Jiaxin Shi , Max Planck Institute or Demographic Research
José Manuel Aburto, CPop, University of Southern Denmark
Pekka Martikainen, University of Helsinki
Lasse Tarkiainen, University of Helsinki
Alyson A. Van Raalte, Max Planck Institute for Demographic Research (MPIDR)
The study of the mortality differences in social groups has traditionally focused on factors such as life expectancy and mortality rates. These indices can give us insights into how social characteristics is linked with mortality. But more insights can be gained by examining differences in age-at-death distributions between social groups. Here we measure the degree of overlap in the age-at-death distributions – mortality stratification – to capture important between-group differences that conventional life expectancy comparisons miss. This stratification can reveal the extent to which the two groups experience unique mortality regimes and experience of social lives. However, mortality stratification, and its relationship with life expectancies, is not well studied.
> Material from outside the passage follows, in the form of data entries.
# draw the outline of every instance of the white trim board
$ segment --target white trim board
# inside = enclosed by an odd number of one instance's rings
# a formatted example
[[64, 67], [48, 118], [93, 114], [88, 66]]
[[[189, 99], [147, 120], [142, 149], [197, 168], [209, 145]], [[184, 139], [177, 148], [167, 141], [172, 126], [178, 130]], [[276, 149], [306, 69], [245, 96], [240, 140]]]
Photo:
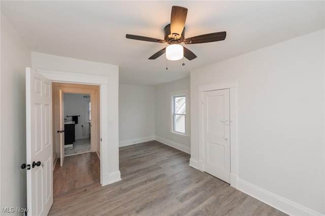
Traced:
[[[118, 143], [109, 142], [107, 131], [108, 125], [108, 77], [92, 75], [70, 73], [49, 70], [37, 70], [42, 75], [53, 82], [100, 85], [100, 137], [101, 141], [101, 184], [102, 186], [121, 179], [118, 168], [114, 170], [110, 164], [118, 164], [118, 157], [109, 157], [109, 148], [116, 148], [118, 152]], [[105, 132], [103, 132], [105, 131]]]
[[161, 142], [163, 144], [169, 146], [171, 147], [173, 147], [174, 149], [178, 149], [188, 154], [191, 154], [190, 148], [189, 147], [183, 146], [174, 141], [171, 141], [157, 136], [155, 136], [155, 140], [156, 141], [158, 141], [159, 142]]
[[287, 199], [237, 178], [237, 189], [258, 200], [291, 215], [322, 215], [319, 212]]

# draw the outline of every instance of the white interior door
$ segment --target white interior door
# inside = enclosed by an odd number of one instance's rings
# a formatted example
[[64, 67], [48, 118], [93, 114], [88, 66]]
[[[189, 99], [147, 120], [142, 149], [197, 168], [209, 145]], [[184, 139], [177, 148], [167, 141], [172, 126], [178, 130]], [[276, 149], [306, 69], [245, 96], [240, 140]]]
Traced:
[[229, 89], [203, 93], [204, 171], [230, 183]]
[[59, 90], [59, 110], [60, 113], [60, 165], [64, 160], [64, 99], [61, 90]]
[[27, 207], [47, 215], [53, 203], [51, 81], [26, 68]]

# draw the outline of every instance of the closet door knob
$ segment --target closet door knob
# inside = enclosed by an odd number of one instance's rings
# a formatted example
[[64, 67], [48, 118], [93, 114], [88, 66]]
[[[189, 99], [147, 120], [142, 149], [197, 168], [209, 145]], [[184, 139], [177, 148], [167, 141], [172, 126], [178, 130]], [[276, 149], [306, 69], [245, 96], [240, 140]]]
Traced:
[[34, 168], [35, 166], [41, 166], [41, 161], [38, 161], [37, 163], [35, 163], [35, 161], [33, 161], [32, 164], [31, 164], [31, 167]]

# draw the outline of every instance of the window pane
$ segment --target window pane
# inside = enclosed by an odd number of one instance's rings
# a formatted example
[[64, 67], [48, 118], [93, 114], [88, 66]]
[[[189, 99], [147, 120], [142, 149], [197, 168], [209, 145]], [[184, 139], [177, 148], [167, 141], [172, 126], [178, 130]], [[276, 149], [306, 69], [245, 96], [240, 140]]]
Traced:
[[175, 131], [185, 133], [185, 116], [175, 115]]
[[176, 114], [185, 114], [185, 97], [175, 97], [174, 98], [174, 111]]

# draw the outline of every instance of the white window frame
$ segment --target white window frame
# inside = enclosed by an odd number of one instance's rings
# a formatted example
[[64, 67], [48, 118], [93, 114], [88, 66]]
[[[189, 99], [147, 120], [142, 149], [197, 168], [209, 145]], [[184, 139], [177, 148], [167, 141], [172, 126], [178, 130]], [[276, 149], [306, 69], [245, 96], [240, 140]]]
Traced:
[[[174, 91], [171, 92], [170, 96], [170, 133], [173, 135], [180, 136], [183, 137], [188, 137], [189, 134], [189, 122], [188, 121], [188, 117], [189, 116], [189, 97], [188, 96], [188, 90], [183, 89], [178, 91]], [[175, 131], [175, 114], [174, 114], [174, 98], [177, 97], [185, 97], [185, 133]], [[179, 115], [179, 114], [177, 114]]]

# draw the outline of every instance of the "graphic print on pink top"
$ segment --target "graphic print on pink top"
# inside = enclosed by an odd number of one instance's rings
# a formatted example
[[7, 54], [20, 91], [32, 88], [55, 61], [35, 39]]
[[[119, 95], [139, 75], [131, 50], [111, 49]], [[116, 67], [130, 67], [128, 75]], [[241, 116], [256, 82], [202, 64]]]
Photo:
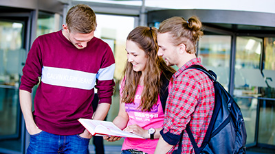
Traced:
[[[137, 124], [146, 130], [151, 127], [155, 129], [162, 127], [164, 114], [160, 96], [158, 96], [157, 104], [153, 105], [150, 112], [142, 112], [140, 107], [138, 107], [141, 103], [141, 94], [143, 88], [142, 86], [138, 86], [133, 103], [125, 103], [125, 110], [129, 117], [127, 126]], [[122, 92], [122, 88], [120, 89], [121, 97]], [[148, 154], [154, 153], [157, 141], [158, 139], [125, 138], [122, 150], [136, 149]]]

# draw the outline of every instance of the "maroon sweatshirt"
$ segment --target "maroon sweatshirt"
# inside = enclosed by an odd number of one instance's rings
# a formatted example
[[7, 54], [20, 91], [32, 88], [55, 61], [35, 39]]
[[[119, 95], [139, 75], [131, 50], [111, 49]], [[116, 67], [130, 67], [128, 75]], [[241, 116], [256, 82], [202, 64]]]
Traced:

We focus on five income groups in Finland, conditional on surviving to 30 and based on the Finnish registry data. We find that both stratification and difference in life expectancies in these groups increased substantially from 1996 to 2005. In more recent years, the difference in life expectancies declined, whereas stratification stagnated. This could be explained by the increase in lifespan standard deviation among the lowest income group. Our decomposition analyses suggest that the most effective way to reduce mortality stratification is to reduce the low income group’s deaths in ages between 50 and 74. Because mortality stratification reflects differences in both life expectancy and age-at-death variability, it provides a useful summary measure of mortality differences between social groups.